Key-value stores are useful for storing files like images, HTML snapshots, or JSON data. The Apify API provides run-sync endpoints for actors and tasks, which allow you to run a specific task and receive the output. By default, they return the OUTPUT record from the default key-value store.

For more detailed information, check the API reference.

Asynchronous flow

For runs longer than 5 minutes, the process consists of three steps:

Wait for the run to finish

There may be cases where we need to simply run the actor and go away. But in any kind of integration, we are usually interested in its output. We have three basic options for how to wait for the actor/task to finish.

waitForFinish parameter

This solution is quite similar to the synchronous flow. To make the POST request wait, add the waitForFinish parameter. It can have a value from 0 to 60, which is the maximum time in seconds to wait (the max value for waitForFinish is 1 minute). Knowing this, we can extend the example URL like this:

https://api.apify.com/v2/acts/apify~web-scraper/runs?token=YOUR_TOKEN&waitForFinish=60

You can also use the waitForFinish parameter with the GET Run endpoint to implement a smarter polling system.

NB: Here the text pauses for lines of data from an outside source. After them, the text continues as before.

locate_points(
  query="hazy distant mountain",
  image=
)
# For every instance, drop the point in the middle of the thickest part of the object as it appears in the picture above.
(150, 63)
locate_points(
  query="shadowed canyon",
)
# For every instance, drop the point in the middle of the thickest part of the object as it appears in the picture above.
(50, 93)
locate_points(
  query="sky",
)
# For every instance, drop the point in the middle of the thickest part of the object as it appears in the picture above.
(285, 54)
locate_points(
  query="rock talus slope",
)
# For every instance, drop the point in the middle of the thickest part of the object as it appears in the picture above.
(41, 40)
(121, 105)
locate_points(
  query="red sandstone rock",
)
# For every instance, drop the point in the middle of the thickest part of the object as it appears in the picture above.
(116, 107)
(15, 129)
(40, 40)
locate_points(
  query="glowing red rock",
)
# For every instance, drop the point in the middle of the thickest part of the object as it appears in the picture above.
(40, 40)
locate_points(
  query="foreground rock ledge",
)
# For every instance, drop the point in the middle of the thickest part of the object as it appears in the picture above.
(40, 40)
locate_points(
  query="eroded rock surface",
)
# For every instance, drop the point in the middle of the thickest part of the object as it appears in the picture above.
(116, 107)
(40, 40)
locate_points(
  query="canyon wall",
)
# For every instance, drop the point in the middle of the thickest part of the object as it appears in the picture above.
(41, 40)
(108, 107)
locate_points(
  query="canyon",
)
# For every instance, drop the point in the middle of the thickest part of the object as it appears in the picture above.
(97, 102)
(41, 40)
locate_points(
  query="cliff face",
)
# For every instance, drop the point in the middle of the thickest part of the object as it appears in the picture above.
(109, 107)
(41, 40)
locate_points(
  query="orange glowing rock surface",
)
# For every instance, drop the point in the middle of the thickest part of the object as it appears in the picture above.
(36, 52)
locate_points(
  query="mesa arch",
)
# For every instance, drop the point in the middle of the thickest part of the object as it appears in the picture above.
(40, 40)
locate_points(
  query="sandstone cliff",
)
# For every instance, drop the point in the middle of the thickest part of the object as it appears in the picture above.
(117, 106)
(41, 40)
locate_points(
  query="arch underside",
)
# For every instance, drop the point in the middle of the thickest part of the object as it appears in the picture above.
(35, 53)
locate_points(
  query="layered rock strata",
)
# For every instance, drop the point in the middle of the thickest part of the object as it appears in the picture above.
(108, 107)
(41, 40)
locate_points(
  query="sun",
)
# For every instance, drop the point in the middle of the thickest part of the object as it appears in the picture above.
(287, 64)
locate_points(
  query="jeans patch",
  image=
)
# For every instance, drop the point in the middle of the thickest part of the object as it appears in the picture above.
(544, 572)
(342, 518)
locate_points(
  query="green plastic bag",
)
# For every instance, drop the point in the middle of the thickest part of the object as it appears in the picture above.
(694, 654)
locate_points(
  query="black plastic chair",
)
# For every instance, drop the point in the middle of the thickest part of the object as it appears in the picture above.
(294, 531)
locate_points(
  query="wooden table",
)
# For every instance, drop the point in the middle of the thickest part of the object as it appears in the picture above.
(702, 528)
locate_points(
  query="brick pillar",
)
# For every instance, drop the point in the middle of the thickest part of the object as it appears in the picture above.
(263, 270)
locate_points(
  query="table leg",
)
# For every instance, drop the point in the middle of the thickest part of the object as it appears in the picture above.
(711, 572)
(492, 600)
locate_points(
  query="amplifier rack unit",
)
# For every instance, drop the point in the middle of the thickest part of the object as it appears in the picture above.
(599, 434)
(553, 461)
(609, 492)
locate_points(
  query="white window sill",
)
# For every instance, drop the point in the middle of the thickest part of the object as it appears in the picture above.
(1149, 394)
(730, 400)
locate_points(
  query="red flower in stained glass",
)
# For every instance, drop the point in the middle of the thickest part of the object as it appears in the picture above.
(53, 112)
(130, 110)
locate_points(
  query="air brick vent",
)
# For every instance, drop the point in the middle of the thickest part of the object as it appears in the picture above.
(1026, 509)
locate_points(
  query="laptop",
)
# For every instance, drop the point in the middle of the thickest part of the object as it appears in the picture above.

Once again, the final response will be the run info object; however, now its status should be SUCCEEDED or FAILED. If the run exceeds the waitForFinish duration, the status will still be RUNNING.

Webhooks

If you have a server, webhooks are the most elegant and flexible solution for integrations with Apify. You can simply set up a webhook for any Actor or task, and that webhook will send a POST request to your server after an event has occurred.

Usually, this event is a successfully finished run, but you can also set a different webhook for failed runs, etc.

Webhook example

The webhook will send you a pretty complicated JSON object, but usually, you would only be interested in the resource object within the response, which is essentially just the run info JSON from the previous sections. We can leave the payload template as is for our example since it is all we need.

Once your server receives this request from the webhook, you know that the event happened, and you can ask for the complete data.

Don't forget to respond to the webhook with a 200 status code! Otherwise, it will ping you again.

Polling

What if you don't have a server, and the run you'd like to do is much too long to use a synchronous call? In cases like these, periodic polling of the run's status is the solution.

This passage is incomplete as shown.